The hand-rolled enum era
So the disciplined approach, the one every serious library converged on, was to define your own error enum with a variant per failure mode. This is still the right idea. It is the boilerplate that was the problem.
You wrote the enum, then you wrote a Display impl by hand, then you implemented the Error trait, then you wrote a From impl for every underlying error type so that ? would convert into your enum automatically. For a module with four or five error sources that is a wall of mechanical code that does nothing interesting:
enum ConfigError {
Io(std::io::Error),
Parse(toml::de::Error),
}
impl std::fmt::Display for ConfigError {
fn fmt(&self, f: &mut std::fmt::Formatter) -> std::fmt::Result {
match self {
ConfigError::Io(e) => write!(f, "io error: {}", e),
ConfigError::Parse(e) => write!(f, "parse error: {}", e),
}
}
}
impl std::error::Error for ConfigError {}
impl From<std::io::Error> for ConfigError {
fn from(e: std::io::Error) -> Self { ConfigError::Io(e) }
}
impl From<toml::de::Error> for ConfigError {
fn from(e: toml::de::Error) -> Self { ConfigError::Parse(e) }
}
That is the correct, idiomatic, type-preserving way to do it, and look at how much of it is typing. Every new error source meant another variant, another match arm, another From. People got it subtly wrong constantly: forgetting to forward the source error so the cause chain broke, or writing Display text that did not match the variant.
Failure, the bridge that did not quite last
Around 2018 a crate called failure appeared and was, for a while, the recommended answer. It gave you a Fail trait and a derive to cut the boilerplate, plus an Error type that could wrap anything and carried a backtrace. For a year or two it was everywhere.
It had a flaw, though: it introduced its own Fail trait that sat alongside the standard std::error::Error rather than building on it. That meant a slightly awkward seam between code using failure and code using the standard trait, and as the standard Error trait itself improved, that parallel universe started to feel like the wrong bet. failure did its job as a bridge and was then quietly superseded, which is honestly the best fate a stopgap crate can hope for.

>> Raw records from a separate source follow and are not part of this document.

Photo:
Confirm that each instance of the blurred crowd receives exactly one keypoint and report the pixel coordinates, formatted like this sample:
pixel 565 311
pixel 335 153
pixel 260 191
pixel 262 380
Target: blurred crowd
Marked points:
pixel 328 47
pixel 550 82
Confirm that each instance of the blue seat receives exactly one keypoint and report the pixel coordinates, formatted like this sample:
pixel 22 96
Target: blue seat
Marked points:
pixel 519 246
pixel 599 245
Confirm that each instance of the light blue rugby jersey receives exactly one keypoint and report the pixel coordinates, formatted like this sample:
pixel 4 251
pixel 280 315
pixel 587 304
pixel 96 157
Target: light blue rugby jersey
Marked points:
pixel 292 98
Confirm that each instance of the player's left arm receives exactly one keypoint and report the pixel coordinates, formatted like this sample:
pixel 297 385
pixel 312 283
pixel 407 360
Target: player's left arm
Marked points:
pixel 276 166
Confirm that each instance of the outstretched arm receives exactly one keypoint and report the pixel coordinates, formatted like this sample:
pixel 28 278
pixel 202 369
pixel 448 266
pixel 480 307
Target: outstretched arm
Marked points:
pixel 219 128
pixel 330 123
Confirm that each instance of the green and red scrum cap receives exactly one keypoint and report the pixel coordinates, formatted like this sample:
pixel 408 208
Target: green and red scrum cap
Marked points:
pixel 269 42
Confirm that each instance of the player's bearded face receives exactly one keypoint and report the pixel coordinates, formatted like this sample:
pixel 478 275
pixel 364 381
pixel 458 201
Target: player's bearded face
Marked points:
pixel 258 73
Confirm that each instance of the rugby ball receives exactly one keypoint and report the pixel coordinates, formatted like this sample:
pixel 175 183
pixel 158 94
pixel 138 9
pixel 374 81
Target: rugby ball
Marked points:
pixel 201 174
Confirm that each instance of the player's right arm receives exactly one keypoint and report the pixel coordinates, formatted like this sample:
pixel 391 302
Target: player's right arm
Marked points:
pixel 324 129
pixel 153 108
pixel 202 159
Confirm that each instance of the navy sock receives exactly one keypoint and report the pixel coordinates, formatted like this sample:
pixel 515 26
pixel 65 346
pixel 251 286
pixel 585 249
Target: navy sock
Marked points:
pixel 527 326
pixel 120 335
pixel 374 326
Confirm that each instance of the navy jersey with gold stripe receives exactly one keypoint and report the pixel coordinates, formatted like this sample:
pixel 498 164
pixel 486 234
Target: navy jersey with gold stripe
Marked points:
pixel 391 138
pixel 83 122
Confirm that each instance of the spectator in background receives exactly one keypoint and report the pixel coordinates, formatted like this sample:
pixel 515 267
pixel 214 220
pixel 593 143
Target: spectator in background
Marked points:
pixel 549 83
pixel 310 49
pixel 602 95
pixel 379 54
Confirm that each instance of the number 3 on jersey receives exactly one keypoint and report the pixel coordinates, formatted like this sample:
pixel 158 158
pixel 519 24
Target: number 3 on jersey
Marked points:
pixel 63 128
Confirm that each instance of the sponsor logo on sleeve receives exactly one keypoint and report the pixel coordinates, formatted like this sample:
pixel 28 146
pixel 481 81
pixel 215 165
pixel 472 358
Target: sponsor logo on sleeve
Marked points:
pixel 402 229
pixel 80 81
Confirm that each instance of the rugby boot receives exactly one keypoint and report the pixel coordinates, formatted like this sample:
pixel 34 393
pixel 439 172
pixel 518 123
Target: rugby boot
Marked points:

Why the modern split is right
What replaced all of it is two crates that each do one half of the job, and the reason it works is that it finally took seriously a distinction the earlier approaches blurred: libraries and applications want different things from an error.
thiserror is for libraries. It derives all that Display, Error and From boilerplate from a tidy annotated enum, so you still get a precise, matchable, type-preserving error, the correct thing, without writing the wall of code by hand:
#[derive(thiserror::Error, Debug)]
enum ConfigError {
#[error("io error")]
Io(#[from] std::io::Error),
#[error("parse error")]
Parse(#[from] toml::de::Error),
}
anyhow is for applications. At the top of a program you usually do not want to match on errors, you want to propagate them, attach context, and print something useful when they finally surface. anyhow::Error is a smart boxed error that any failure converts into, with a .context() method to add a human breadcrumb at each layer, and a backtrace when you ask for one.
The insight that makes this the durable answer is that it is not one tool, it is two, aimed at two genuinely different callers. A library should hand back a precise type the caller can reason about. An application should be free to throw that precision away in favour of context and convenience, because nothing above it is going to match on the error anyway, it is going to log it and exit. The old single-bucket approaches forced everyone to pick one of those and suffer the other. The split lets each side have what it actually wants.
So when I see Box<dyn Error> in someone's application code today I do not correct it, it is fine. But understanding the road that got us from there to the thiserror-and-anyhow split is the difference between cargo-culting two crate names and knowing why they exist. They are not magic. They are the boilerplate we all used to write by hand, finally automated, and split along the one line that actually matters.